Sándor Végh had the greatest influence on the development of CAMERATA as chief conductor from 1978 to 1997. With him on the podium, Mozart’s opera repertoire as well as works by Haydn, Beethoven and Schubert became increasingly important. His credo of approaching each piece as if it were chamber music played by a string quartet (a continuation of Paumgartner’s idea) still characterizes the sound and playing style of CAMERATA today. Invitations to the Salzburg Festival as an opera orchestra allowed the orchestra to grow further. Sándor Végh was followed by Sir Roger Norrington, Leonidas Kavakos and Louis Langrée.
In 2016, the orchestra decided to take the leadership into its own hands as a logical consequence of its chamber orchestral tradition.
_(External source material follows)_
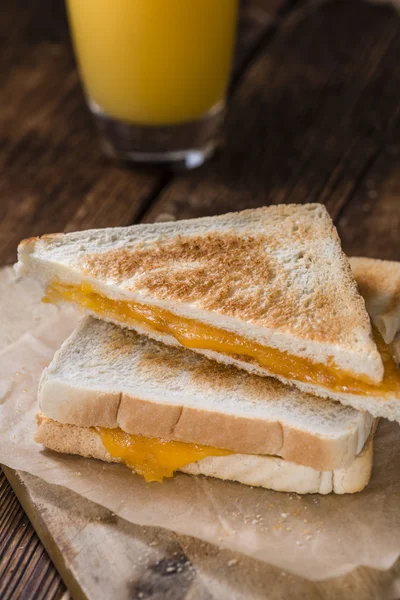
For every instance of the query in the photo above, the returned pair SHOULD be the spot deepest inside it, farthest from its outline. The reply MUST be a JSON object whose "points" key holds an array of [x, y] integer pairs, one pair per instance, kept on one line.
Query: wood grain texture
{"points": [[150, 563], [54, 177], [26, 571], [370, 222], [53, 174], [307, 118], [315, 117]]}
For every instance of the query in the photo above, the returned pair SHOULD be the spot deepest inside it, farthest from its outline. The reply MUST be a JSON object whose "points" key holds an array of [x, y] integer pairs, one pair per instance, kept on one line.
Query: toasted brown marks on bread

Under the artistic direction of the “primi inter pares”, CAMERATA has since performed under its own leadership and with a democratic self-image with its concertmasters Gregory Ahss and Giovanni Guzzo and, depending on the repertoire, in collaboration with guest conductors. Examples of these include Sir John Eliot Gardiner, Philippe Herreweghe, Manfred Honeck, François Leleux and Finnegan Downie-Dear. CAMERATA has an in-depth collaboration with its artistic partners, the French pianist Hélène Grimaud and the Dutch violinist Janine Jansen. In the 2024/25 season, CAMERATA will also be working with artists such as Lisa Batiashvili, Mao Fujita, Sheku Kanneh-Mason, Fazıl Say, Dorothee Oberlinger and Richard Galliano.
CAMERATA pays particular attention to the development of young talent and carries out intensive music education work with CAMERATA Young. Inclusive projects such as “Papageno goes to school” and concerts for young and old bring the fascination of classical music to all sections of the population. CAMERATA also incorporates music education projects into its tours wherever possible.